Peut-être pour montrer que les rôles s'inversaient et que c'était lui désormais l'homme riche et puissant, il portait une longue veste rouge doublée de satin, un foulard en soie blanche au cou, un beau chapeau haut de forme, et de grandes bottes en cuir luisant. Mais il avait l'air d'un épouvantail avec tout cet attirail, presque ridicule. Nicolas était peut-être en costume de prison, la barbe et la chevelure non taillée, sa silhouette fine et robuste lui conservait son maintien noble. Gustave y vit une forme d'injustice : ces gredins à particule devaient même au fond du trou continuer à cracher leur suffisance au monde.
- Gustave, je suis content que tu sois là. Viens, on s'écarte. Ça va ?
Le contremaître acquiesça. Il retenait difficilement son excitation de revoir Nicolas qui lui offrait une fortune et un meurtre.
- Le document est dans le troisième tiroir. Il y a un double fond qu'il faut ouvrir en exerçant une légère pression dans le coin droit, près du bord du tiroir. Il faut que tu portes ce document à mon notaire, dont voici l'adresse. Qu'on s'entende : je te confie mes affaires. Une fois que j'aurais tout récupérer, je saurais me montrer reconnaissant.
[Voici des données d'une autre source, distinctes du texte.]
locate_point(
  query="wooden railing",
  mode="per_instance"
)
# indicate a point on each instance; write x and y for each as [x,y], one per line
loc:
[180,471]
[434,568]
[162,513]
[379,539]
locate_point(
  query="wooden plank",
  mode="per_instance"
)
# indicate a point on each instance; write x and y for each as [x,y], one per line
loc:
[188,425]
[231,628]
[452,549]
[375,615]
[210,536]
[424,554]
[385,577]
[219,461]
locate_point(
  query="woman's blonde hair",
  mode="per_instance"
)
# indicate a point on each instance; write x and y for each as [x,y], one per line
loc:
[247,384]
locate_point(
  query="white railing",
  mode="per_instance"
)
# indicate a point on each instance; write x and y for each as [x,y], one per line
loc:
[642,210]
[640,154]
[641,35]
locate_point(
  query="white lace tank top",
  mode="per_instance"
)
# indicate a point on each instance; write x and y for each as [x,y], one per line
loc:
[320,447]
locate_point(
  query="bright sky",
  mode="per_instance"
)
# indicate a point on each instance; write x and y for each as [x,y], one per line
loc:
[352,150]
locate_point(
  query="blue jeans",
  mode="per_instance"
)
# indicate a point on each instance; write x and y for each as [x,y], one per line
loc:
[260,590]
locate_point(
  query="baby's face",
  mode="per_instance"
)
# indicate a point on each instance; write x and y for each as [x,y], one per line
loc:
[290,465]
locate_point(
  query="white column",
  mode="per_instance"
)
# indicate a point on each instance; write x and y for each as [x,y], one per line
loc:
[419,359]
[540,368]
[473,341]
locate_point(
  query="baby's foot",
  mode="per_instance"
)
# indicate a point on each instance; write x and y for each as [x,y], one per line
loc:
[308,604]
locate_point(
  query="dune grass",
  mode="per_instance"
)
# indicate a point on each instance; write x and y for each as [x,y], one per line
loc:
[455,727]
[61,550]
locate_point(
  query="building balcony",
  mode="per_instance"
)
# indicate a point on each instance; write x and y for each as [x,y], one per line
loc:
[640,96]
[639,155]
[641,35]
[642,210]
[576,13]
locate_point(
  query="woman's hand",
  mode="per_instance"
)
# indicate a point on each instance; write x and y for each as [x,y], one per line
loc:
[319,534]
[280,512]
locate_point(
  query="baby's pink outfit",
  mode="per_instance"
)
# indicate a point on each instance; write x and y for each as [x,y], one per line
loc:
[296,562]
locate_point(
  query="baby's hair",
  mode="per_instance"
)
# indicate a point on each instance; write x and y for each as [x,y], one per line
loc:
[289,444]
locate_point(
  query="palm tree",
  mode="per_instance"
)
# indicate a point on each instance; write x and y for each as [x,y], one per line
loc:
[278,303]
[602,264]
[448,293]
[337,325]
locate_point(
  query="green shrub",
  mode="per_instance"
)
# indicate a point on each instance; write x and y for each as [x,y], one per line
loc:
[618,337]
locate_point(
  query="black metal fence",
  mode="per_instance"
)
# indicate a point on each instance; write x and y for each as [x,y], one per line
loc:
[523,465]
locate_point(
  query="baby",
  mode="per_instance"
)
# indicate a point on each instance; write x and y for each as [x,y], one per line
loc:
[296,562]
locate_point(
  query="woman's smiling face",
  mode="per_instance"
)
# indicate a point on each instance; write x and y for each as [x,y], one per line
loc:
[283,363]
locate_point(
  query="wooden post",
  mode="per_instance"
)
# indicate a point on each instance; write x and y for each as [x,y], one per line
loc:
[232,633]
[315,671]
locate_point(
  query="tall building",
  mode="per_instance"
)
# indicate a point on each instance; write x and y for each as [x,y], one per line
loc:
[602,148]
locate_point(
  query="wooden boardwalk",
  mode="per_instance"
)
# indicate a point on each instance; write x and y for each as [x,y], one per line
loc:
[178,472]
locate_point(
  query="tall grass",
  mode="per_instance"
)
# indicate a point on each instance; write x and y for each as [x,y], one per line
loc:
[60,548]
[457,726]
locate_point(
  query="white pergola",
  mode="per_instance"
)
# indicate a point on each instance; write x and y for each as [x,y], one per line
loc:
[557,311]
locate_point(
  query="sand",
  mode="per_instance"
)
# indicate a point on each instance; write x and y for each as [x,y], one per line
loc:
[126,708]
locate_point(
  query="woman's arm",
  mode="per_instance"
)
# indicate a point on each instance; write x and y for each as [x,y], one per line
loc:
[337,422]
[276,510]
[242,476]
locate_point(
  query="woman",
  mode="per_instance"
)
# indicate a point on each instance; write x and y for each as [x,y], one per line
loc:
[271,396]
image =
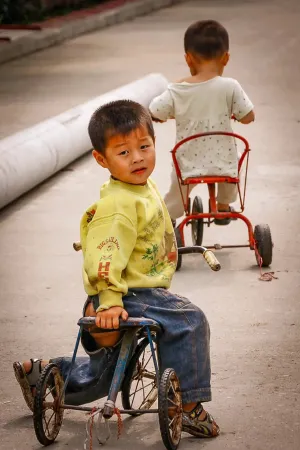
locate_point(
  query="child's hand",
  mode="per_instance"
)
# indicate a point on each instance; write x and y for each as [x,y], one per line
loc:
[109,318]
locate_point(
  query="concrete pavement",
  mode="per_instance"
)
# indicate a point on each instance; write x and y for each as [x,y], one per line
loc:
[255,326]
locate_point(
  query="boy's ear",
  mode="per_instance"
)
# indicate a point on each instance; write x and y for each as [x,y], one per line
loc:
[100,158]
[225,58]
[188,59]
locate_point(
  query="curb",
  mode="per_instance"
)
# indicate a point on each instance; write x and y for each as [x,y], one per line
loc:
[48,37]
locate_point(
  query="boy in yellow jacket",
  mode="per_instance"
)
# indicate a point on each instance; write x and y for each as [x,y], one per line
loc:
[130,254]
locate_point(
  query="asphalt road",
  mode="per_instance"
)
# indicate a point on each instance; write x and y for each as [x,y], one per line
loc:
[255,340]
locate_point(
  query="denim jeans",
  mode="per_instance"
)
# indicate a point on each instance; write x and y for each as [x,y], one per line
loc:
[183,346]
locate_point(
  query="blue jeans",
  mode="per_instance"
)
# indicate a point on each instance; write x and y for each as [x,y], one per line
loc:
[183,345]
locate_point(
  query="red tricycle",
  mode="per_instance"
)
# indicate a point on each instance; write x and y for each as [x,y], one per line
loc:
[260,239]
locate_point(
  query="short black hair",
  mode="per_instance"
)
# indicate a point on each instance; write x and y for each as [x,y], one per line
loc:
[117,117]
[207,39]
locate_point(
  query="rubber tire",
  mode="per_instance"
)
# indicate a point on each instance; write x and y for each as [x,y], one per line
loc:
[262,235]
[38,407]
[163,414]
[179,244]
[126,385]
[197,225]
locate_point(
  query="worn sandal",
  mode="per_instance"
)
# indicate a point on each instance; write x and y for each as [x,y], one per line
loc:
[206,428]
[27,381]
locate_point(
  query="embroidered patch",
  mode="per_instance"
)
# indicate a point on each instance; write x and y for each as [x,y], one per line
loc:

Il hésita un instant avant de poursuivre :
- Le Loup Blanc sait que je connais son identité. Mais tu t'es protégé toi-même en me vendant à la justice. Il ne devrait pas soupçonner notre nouvelle complicité.
- Les gens qui t'ont sorti de prison sont des Italiens : Pieri, Gomez, Rudio et Orsini t'aideront pour l'attentat. Tu as un mois, sinon je te dénonce à la police.
- Ravi de te revoir, moi aussi, Gustave.